Looking at how well top players are playing table base endings is something I'd like to do in the future
I am not sure about connecting the relative win and losses of the graphs on one hand, with the sentence that precedes a method choice (which is also not fully understood from language yet), where it is said as antecedant (arguing for the method consequent), that top level players would draw on equal endgames. What do I miss? (really).
I think that I missed a word in that sentence. I just meant that equal endings will end as draws most of the time (as they are by definition equal positions) and so it's difficult to say beforehand which score is "good" for a top player.
So arguing that you can only use hard non-draws as measure.
Now I also get the "these endings" in relation to EGTB. That is enlarging the mini-game initial conditions to not just equal (as you have defined them, which just forgot, no worries it will come back) but to expected perfect chess from EGTB portrait of all legal candidates from the start of the minigame, and then use that as basis to measure human player outcomes.. Something like that..
Also welcome to the missing words (or phrases for me) club.
Is this a possible question. Could we have a look at the game rating distribution on both sides (pre-game, i guess that is obvious, but given how thick I might get, does not hurt).
This might be related to my question about the set relation between Carlsen game set and the 2800 on one side of the pairs game set. I am trying to get my head around the dataset, and I have no experience with such 2 players data set (to be honest, that might be exactly my wobble).

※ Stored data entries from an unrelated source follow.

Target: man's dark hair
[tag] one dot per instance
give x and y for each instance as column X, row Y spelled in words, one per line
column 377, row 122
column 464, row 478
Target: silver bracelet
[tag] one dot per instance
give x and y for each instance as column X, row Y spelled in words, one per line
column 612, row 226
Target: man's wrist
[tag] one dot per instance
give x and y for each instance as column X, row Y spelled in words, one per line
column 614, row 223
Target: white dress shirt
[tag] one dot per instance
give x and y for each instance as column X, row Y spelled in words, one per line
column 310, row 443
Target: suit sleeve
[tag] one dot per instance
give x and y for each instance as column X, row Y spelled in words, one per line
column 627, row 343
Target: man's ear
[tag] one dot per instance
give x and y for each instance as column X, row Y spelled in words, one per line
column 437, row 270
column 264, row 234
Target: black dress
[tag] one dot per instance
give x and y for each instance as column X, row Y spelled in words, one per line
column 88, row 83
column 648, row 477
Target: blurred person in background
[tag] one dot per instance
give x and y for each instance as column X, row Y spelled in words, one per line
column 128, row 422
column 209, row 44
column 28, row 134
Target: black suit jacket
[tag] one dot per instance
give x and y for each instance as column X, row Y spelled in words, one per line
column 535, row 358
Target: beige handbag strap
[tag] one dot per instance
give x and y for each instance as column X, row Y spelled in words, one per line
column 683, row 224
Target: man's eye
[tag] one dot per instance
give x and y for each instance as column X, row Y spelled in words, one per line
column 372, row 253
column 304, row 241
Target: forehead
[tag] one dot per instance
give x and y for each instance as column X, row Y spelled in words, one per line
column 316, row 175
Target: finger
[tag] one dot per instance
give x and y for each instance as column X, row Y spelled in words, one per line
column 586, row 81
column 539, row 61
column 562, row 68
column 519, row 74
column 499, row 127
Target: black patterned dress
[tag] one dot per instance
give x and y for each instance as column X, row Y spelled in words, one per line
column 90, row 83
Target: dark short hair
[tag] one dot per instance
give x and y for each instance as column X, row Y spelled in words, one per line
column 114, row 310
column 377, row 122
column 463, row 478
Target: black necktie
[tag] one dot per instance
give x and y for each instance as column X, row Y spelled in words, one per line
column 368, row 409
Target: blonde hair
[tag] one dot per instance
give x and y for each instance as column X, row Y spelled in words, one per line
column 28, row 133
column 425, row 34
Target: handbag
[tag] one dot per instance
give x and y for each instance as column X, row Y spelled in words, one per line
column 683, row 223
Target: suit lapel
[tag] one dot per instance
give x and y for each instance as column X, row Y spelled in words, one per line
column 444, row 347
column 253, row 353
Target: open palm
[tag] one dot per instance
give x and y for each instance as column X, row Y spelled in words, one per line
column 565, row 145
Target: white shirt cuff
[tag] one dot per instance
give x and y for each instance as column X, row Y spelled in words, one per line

Edit: just read paragraphs cluing me more on that question. like C. rating. and then some statement about others performance rating. Being relative to the data set (s) (union?) of 470 "and" 1000 games. I am still thinking that visualizing pairing distributions (is that even a thing or possible, imagining perhaps a 2D domain and histogram over that.
As Carlsen was always the number 1 player in the time I looked at, I decided to use for the 2800 dataset only games where one player was above 2800 (and not Carlsen) and the other one was below 2800, to simulate the rating difference.
I didn't worry too much about it afterwards and just calculated the performance rating to make sure that there weren't any anomalies
So the 1000 games do not include C.. as any of the players.
But the C. games could have some of the players in the 1000 game opposite to Carlsen.
Actually the more the better perhaps.
my ruminations:
This is not about predicting anything, just characterizing the datasets.
I worry irrationally about mixing "training" and "testing" influences. I guess that is also a worry when having ratio statistics, but I need to reign that in. Words tend to make me lose visualization understanding after a while. Tripping over words. or words not be telling enough of the not only sequential logic. Here the logic is "graphical". Crossings in some tabular set relations. I guess math language and internet communication is a chore. Sufficiently blocking communication fluency. I am fine though. never mind.